While the tale may be folklore, the dish itself has a history that dates back to the Canary Islands, from where it made its way to Cuban cuisine. Today, Ropa Vieja is celebrated for its robust flavors, tender beef, and colorful array of bell peppers, making it a favorite choice for family feasts.
If you like this recipe, you may also like our Easy Instant Pot Mojo Pork, Black Bean Soup, or this delicious Cuban Garbanzo Bean Soup with Chorizo.
Why We Love This Recipe
- Authentic: Cuban flavors will deliver you right into the heart of Havana.
- Easy: Simple and convenient slow cooker preparation, perfect for busy cooks.
- Hearty: This dish will satisfy your hunger!
Cuban Ropa Vieja Recipe Ingredients
Here’s a quick look at the key ingredients that build this classic Cuban beef stew, layer by layer.
- Flank Steak: We always start with good-quality flank steak—it shreds beautifully after slow cooking and brings that rich, beefy flavor ropa vieja is known for.
- Beef Consommé: One can of beef consommé adds a deep, savory boost that really builds the sauce.
- San Marzano Tomatoes: We use a big can of San Marzano tomatoes for their naturally sweet, low-acid flavor. They help balance the whole dish.
- Red Wine: Just a splash gives depth and helps cut through the acidity of the tomatoes. You can sub in beef broth if needed.
- Bell Peppers: We love using red, yellow, or green peppers for their natural sweetness and vibrant color. They soften into the sauce.
- Yellow Onion & Garlic:: A large onion forms the base of the sauce and garlic adds that essential flavor.
- Bay Leaves: We tuck these in while the meat simmers to add a subtle earthy flavor.
- Cumin, Paprika & Oregano: This spice trio brings warmth and just the right amount of smokiness. It’s the flavor heart of ropa vieja.
- Spanish Olives: These go in at the end for a tangy, briny bite that pulls it all together.
A full ingredient list with exact measurements can be found in the recipe card below.
Substitutions & Variations
- Flank Steak: If you don't have flank steak, try using chuck roast or beef chuck shoulder for equally delicious results.
- Bell Peppers: Experiment with different bell pepper varieties, such as yellow or orange, to add more color and flavor to your Ropa Vieja.
- Olives: Substitute with green olives or pimento-stuffed olives.
How to Make Cuban Ropa Vieja in the Slow Cooker
STEP ONE: Season and Sear the Flank Steak
Pat the flank steak dry and season both sides with kosher salt and black pepper.
In a large skillet over medium-high heat, sear the steak for 2–3 minutes per side until browned and crusty. Transfer it directly to your slow cooker.
STEP TWO: Deglaze the Skillet with Red Wine
Pour red wine (or beef broth) into the hot skillet and scrape up all the browned bits with a wooden spoon.

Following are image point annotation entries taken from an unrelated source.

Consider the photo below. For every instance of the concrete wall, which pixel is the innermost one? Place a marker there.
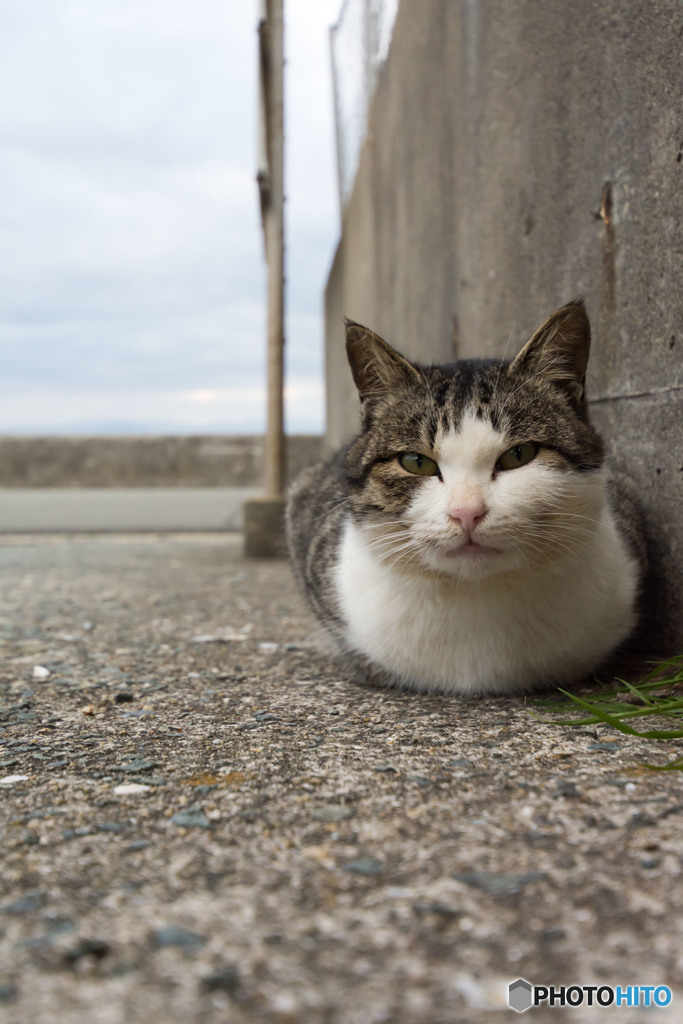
(219, 461)
(521, 154)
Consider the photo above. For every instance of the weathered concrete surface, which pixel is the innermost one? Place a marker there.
(121, 509)
(303, 850)
(520, 155)
(211, 461)
(264, 527)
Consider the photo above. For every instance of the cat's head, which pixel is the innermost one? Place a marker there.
(480, 467)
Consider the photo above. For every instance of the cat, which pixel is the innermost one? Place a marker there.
(469, 540)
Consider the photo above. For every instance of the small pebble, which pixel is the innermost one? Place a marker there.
(364, 865)
(194, 817)
(12, 779)
(332, 813)
(171, 935)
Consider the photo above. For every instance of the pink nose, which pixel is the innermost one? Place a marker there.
(468, 516)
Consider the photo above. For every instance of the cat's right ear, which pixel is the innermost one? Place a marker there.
(376, 367)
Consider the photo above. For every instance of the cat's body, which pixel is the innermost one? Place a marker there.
(469, 540)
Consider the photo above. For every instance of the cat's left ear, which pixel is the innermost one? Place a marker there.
(559, 351)
(377, 368)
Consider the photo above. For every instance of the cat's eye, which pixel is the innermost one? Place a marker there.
(413, 462)
(518, 455)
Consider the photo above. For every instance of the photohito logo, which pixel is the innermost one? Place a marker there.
(522, 995)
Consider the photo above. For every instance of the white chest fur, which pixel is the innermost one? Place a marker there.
(503, 634)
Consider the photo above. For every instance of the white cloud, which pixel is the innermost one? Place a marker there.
(132, 268)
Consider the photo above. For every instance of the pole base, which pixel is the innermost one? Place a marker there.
(264, 527)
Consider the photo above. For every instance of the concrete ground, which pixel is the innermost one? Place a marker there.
(202, 821)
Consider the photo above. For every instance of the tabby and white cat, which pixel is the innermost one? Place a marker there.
(469, 540)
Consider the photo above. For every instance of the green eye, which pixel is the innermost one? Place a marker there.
(518, 456)
(420, 464)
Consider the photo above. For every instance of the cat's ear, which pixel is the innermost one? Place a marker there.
(559, 350)
(377, 368)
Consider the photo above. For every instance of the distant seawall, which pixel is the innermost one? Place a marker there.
(206, 461)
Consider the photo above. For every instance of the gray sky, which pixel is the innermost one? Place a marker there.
(131, 271)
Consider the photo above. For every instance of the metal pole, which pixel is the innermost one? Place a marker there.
(264, 517)
(274, 247)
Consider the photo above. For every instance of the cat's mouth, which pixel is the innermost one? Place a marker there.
(470, 549)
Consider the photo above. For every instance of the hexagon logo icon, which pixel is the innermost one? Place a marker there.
(519, 995)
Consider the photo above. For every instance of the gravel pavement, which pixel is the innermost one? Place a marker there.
(202, 821)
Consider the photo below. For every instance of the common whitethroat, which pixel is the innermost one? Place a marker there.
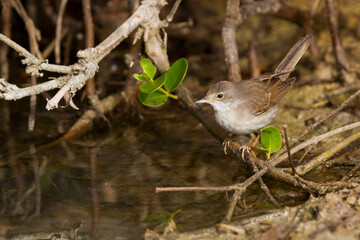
(249, 105)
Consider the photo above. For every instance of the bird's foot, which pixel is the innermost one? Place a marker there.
(230, 141)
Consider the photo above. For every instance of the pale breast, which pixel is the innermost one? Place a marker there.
(243, 122)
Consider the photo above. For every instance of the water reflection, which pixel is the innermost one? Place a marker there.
(106, 180)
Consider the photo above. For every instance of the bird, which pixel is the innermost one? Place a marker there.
(245, 107)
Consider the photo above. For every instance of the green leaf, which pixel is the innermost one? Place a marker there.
(153, 86)
(271, 139)
(176, 74)
(140, 77)
(153, 99)
(148, 67)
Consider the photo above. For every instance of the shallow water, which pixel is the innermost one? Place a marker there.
(107, 179)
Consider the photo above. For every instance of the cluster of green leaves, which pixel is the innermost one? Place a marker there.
(271, 140)
(155, 92)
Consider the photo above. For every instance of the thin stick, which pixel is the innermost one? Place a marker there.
(253, 60)
(228, 34)
(339, 54)
(89, 40)
(288, 150)
(58, 31)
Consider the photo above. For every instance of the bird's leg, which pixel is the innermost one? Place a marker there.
(231, 141)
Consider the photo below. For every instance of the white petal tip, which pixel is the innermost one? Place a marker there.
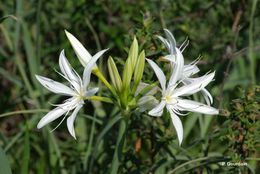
(40, 125)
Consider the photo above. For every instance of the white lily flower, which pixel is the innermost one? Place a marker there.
(83, 55)
(172, 95)
(77, 91)
(188, 70)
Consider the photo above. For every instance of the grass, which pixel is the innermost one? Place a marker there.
(225, 33)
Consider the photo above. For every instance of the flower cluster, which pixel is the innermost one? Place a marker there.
(128, 94)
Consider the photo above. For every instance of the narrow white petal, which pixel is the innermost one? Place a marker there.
(91, 92)
(54, 86)
(90, 65)
(177, 125)
(171, 40)
(193, 106)
(171, 58)
(81, 52)
(71, 119)
(69, 72)
(50, 116)
(159, 73)
(189, 70)
(147, 102)
(195, 86)
(207, 96)
(177, 68)
(142, 85)
(158, 110)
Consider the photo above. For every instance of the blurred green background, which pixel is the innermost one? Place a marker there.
(224, 32)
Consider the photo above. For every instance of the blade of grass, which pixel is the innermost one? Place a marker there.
(4, 164)
(26, 152)
(90, 144)
(251, 42)
(17, 56)
(108, 126)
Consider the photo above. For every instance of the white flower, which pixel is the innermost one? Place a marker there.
(188, 70)
(77, 91)
(83, 55)
(172, 95)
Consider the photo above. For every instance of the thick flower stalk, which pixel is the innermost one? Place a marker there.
(173, 96)
(77, 91)
(187, 70)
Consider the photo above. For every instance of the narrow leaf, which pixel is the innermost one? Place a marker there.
(139, 69)
(127, 74)
(4, 164)
(133, 53)
(114, 75)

Simmer for a minute, then pour the liquid over the steak in the slow cooker.
STEP THREE: Prepare the Sauce
Add the beef consomme, San Marzano tomatoes (slightly crushed), sliced green and red bell peppers, onions, minced garlic, bay leaves, cumin, paprika, and oregano to the slow cooker with the flank steak.
STEP FOUR: Slow Cook & Serve
Cover the crock pot and cook on low heat for 6-8 hours or until the flank steak is tender and easily shreds apart.
Once the steak is tender, remove it from the crockpot and shred it with two forks, discarding the bay leaves. Use an immersion blender to puree the sauce until smooth, then return the shredded beef to the pot, stir in Spanish olives, and let it warm through on low for 10 minutes.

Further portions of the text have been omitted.